Conte : 6666 marches

Je fais quelques pas hésitants dans un bureau sombre à dominance pourpre. Un large meuble en bois d’ébène assortis de deux fauteuils capitonnés  trônent au centre de la pièce. Dans mon dos, la porte se referme déjà dans un claquement sinistre. Je sursaute.
Des pans de murs entiers sont recouverts d’ouvrages divers et variés : poésie, théâtre, histoire, science, politique…De prime abord, c’est assez impressionnant. Pourtant, un rictus involontaire se dessine sur mes lèvres : Il est bien rare qu’une personne, aussi respectée et instruite soit-elle, ait lu l’intégralité des livres composant sa bibliothèque. Ils sont généralement sélectionnés avec soin afin de constituer, en quelque sorte, une vitrine intellectuelle idéale. Mon hôte a certainement quelques lectures inavouables confinées au fin fond de ses appartements, mais il va de soit qu’aucune n’aura jamais sa place sur ces étagères. Je plisse les yeux afin de distinguer deux ou trois  titres prestigieux, lorsqu’une voix forte et autoritaire m'apostrophe :
-  Soyez le bienvenu, Mr Prince.
Je fais volte-face et distingue dans l’ombre, à l’angle gauche de la porte, la silhouette charismatique de celui qui m’a convoqué. Y était-il tapi depuis le début ? La question me taraude, mais je n’ose la formuler.
Il esquisse un sourire en voyant poindre sur mon visage un embarras diffus. La surprise a fait son petit effet ! Il s’empare d’une bouteille qu’il débouche d’un coup de dents carnassier, recrache nonchalamment le bouchon de liège sur le plateau du mini-bar et verse dans un verre un liquide que je devine ambré.
-  Un petit bourbon ?
-  Volontiers.
Le son de ma voix me fait l’effet d’un faible miaulement. Je me racle la gorge, espérant retrouver un peu d’assurance.
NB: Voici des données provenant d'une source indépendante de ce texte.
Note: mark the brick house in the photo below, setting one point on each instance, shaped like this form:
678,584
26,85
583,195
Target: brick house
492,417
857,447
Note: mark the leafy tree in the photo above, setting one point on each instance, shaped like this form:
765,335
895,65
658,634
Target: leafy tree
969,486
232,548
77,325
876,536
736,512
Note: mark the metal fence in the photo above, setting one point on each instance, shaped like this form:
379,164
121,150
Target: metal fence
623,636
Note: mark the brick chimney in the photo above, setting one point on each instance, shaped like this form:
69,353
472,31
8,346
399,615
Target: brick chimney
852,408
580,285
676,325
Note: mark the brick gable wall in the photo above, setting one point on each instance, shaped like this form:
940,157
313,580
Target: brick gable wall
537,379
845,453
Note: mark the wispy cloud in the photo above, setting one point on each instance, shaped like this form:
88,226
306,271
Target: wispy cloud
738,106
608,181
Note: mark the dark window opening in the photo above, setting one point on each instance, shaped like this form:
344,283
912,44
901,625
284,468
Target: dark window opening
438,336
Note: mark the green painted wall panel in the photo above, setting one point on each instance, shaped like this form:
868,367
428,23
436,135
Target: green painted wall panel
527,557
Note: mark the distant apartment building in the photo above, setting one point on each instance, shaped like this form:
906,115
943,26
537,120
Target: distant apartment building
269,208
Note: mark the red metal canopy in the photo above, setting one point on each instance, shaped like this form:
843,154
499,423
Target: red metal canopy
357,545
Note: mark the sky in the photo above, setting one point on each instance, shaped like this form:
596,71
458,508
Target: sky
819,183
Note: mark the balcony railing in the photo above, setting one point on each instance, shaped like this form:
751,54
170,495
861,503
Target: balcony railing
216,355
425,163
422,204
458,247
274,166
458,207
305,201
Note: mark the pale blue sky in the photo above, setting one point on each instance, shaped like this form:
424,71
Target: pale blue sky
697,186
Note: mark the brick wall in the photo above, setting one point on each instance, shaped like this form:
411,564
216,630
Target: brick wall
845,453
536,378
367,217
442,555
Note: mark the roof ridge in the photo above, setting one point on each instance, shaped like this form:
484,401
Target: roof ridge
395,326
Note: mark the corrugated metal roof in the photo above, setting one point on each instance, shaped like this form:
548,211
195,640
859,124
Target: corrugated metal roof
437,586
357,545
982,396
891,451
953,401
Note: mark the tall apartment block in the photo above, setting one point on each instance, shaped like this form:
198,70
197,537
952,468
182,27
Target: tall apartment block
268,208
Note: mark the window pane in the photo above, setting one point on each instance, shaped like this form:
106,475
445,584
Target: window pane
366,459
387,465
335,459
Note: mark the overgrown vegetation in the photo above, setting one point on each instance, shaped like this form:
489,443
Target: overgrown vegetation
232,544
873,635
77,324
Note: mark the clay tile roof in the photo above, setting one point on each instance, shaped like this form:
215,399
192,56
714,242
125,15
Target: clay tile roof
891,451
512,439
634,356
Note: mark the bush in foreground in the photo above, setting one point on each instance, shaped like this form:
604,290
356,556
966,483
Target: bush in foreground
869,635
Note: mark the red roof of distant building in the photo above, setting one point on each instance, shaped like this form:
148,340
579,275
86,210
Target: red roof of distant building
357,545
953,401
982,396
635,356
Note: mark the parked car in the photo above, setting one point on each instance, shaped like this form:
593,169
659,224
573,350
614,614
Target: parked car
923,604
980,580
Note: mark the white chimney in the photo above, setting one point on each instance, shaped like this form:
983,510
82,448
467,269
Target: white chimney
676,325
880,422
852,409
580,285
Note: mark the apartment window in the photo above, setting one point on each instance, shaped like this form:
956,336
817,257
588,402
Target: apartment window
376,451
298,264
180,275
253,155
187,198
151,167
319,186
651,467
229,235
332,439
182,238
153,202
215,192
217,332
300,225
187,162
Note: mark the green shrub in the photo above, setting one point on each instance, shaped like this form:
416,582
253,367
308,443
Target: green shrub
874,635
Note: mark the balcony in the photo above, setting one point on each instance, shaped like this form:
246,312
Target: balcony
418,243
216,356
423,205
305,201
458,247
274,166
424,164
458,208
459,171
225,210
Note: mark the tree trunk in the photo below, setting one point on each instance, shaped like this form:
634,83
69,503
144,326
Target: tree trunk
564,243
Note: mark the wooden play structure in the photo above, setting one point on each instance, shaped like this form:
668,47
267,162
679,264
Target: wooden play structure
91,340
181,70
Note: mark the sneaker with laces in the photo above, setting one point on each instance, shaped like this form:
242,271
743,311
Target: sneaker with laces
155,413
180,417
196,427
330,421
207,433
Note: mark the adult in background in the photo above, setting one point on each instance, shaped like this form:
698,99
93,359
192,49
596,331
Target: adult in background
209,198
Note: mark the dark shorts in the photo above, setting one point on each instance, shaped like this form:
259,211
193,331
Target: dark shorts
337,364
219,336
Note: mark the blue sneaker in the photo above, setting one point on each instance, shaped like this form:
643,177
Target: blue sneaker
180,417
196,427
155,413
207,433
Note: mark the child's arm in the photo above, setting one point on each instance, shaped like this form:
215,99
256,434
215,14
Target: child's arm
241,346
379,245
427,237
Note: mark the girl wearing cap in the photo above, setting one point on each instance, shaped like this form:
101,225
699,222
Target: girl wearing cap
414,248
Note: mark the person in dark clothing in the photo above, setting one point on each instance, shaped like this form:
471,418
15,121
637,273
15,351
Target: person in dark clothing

Le patron me tend un verre, s’en serre un, puis  m’invite à m’assoir. Tout en se laissant, à son tour, tomber dans un fauteuil, il lâche un soupire satisfait avant d’aspirer une gorgée d’alcool. Je l’imite timidement.
-  Comment trouvez-vous mon bureau, Mr Prince ?
-  Oh, eh bien… il m’a l’air…douillet.
Il ne semble pas prêter attention à ma remarque et j’en viens à m’interroger sur le but de cette question. Peut-être n’attendait-elle tout simplement aucune réponse.
-  Je vous ai invité afin de vous en dire davantage sur la mission qui va vous être confiée. Savez-vous en quoi cela consiste ?
-  On m’a vaguement parlé d’une expédition…
Il ouvre un tiroir et en tire une carte jaunie qu’il déroule sous mes yeux intrigués. Son doigt se pose à l’extrémité ouest du document :
-  Vous devrez vous rendre ici.
-  Bien. Je suppose qu’avec une équipe d’une vingtaine d’hommes, je devrais…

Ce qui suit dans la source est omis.